After languishing during the depths of the recession and early recovery, theme-park attendance has bounced back smartly, and guests are dropping more cash during visits. Partly that’s a reflection of a better economic environment, but Disney also gets credit for the heavy investments it’s made in its parks and attractions.
Meanwhile, the movie business has a number of highly anticipated catalysts. Disney’s acquisition of the Star Wars franchise has been getting all the ink, but don’t forget that it has a slew of other tent-pole sequels and new franchise projects coming up, including Thor 2, Captain America 2, The Good Dinosaur, The Lone Ranger and Iron Man 3.
However, the real money-maker is ESPN, a cash cow if ever there was one. In the era of cord-cutting and commercial-skipping, ESPN is an advertisers’ dream — meaning Disney holds all the cards when it comes to pricing power.

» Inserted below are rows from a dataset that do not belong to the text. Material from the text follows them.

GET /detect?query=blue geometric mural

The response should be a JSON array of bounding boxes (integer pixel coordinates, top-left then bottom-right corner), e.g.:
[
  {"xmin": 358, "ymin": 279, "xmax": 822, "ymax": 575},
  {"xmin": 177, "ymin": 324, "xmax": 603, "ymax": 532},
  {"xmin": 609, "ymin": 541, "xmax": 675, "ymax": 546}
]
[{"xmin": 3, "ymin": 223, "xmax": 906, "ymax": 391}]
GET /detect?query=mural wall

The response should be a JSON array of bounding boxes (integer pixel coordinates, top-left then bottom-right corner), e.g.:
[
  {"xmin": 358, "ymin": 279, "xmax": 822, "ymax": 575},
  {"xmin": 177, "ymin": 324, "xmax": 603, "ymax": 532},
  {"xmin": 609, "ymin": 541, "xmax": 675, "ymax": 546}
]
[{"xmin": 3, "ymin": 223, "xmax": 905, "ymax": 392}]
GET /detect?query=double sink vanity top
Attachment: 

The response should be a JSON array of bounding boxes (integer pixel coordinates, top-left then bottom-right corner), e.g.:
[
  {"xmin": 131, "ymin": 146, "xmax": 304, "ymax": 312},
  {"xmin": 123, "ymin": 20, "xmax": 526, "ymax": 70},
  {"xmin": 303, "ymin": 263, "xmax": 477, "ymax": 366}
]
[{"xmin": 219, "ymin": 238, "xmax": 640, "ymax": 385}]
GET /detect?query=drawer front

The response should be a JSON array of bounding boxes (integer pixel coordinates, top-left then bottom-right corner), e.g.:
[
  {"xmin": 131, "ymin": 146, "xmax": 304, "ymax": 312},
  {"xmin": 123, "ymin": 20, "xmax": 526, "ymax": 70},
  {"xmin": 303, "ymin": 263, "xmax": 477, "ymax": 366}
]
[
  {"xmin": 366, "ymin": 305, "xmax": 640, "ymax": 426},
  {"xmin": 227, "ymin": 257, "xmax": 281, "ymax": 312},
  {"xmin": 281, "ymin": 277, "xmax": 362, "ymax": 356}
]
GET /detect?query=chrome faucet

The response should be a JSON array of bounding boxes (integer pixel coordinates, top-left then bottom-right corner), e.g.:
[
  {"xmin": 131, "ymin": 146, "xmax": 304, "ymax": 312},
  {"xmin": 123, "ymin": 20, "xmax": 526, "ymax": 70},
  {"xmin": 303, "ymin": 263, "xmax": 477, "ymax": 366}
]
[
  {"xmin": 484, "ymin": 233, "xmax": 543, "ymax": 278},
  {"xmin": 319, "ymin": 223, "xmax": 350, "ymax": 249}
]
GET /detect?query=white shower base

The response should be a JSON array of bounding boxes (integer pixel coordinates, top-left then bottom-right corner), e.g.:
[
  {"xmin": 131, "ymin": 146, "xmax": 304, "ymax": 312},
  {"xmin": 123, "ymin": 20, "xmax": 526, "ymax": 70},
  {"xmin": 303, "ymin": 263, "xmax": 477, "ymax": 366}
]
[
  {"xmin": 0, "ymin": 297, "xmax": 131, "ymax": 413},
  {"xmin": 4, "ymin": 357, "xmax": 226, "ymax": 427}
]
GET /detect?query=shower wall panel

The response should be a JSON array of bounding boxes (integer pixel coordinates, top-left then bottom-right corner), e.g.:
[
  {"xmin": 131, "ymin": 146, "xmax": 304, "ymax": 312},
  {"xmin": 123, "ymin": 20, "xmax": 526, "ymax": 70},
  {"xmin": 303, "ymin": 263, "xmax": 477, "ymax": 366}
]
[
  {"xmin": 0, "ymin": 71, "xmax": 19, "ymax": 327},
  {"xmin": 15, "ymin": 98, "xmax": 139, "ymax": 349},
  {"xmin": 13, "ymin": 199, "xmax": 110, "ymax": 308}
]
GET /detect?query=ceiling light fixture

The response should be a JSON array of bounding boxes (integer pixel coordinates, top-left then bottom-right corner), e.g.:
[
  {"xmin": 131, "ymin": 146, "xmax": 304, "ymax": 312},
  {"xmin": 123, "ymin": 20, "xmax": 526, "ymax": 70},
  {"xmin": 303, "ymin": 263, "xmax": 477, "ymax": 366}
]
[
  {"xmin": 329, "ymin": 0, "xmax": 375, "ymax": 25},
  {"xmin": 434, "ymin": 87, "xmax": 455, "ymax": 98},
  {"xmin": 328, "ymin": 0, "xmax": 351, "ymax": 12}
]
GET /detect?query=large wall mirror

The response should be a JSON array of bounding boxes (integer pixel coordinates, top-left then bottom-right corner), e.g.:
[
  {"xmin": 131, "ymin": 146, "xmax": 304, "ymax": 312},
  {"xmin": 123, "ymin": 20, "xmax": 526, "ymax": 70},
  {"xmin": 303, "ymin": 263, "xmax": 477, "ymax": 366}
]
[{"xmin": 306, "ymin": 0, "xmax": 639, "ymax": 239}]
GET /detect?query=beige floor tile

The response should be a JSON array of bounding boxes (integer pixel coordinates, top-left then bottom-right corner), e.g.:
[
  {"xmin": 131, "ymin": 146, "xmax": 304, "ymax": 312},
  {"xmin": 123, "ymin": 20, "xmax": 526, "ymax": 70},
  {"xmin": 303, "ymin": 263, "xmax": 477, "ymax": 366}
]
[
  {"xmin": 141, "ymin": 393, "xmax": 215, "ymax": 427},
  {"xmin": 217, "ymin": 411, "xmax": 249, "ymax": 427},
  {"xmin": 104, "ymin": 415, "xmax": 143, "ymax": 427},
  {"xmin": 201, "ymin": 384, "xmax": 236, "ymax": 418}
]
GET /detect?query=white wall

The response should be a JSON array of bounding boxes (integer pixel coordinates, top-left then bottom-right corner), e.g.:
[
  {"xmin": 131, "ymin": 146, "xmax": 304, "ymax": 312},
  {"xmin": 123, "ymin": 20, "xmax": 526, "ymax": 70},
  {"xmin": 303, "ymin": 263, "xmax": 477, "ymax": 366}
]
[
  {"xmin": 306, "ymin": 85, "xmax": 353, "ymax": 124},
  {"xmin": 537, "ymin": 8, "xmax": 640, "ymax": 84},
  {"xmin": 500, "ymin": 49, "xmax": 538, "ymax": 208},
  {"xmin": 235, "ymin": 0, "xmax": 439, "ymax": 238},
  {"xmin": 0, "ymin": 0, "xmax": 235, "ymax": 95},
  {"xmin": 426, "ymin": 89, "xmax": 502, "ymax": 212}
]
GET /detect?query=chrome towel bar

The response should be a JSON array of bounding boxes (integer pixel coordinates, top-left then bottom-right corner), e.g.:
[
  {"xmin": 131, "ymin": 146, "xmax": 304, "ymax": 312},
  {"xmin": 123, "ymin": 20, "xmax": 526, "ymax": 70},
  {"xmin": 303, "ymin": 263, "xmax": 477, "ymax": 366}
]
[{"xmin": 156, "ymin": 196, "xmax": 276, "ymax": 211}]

As David Miller, an analyst at B. Riley & Co., puts it in a note to clients:
“By the end of F2013, DIS should have re-negotiated all affiliate fee (cable company) contracts for ESPN, and will get what it wants, because sports programming is essentially DVR proof and ESPN is a ‘must-have’ network.”
Indeed, ESPN is a mighty engine of profits — one that’s still revving up — because it can charge carriers such whopping premiums for carriage. By some analysts’ reckoning, the cable-sports channels contributed nearly 30% of Disney’s operating earnings last year.
Even after the epic run-up in the stock, Disney trades at just 14 times forward earnings, essentially in line with the broader market, despite having stronger growth prospects.
Between the reasonable valuation and very good chance of beating Street estimates when it reports, there ample reason to expect Disney to get a big boost from earnings release.
That is, if the eurozone and the rest of the market let it.
As of this writing, Dan Burrows did not hold a position in any of the aforementioned securities.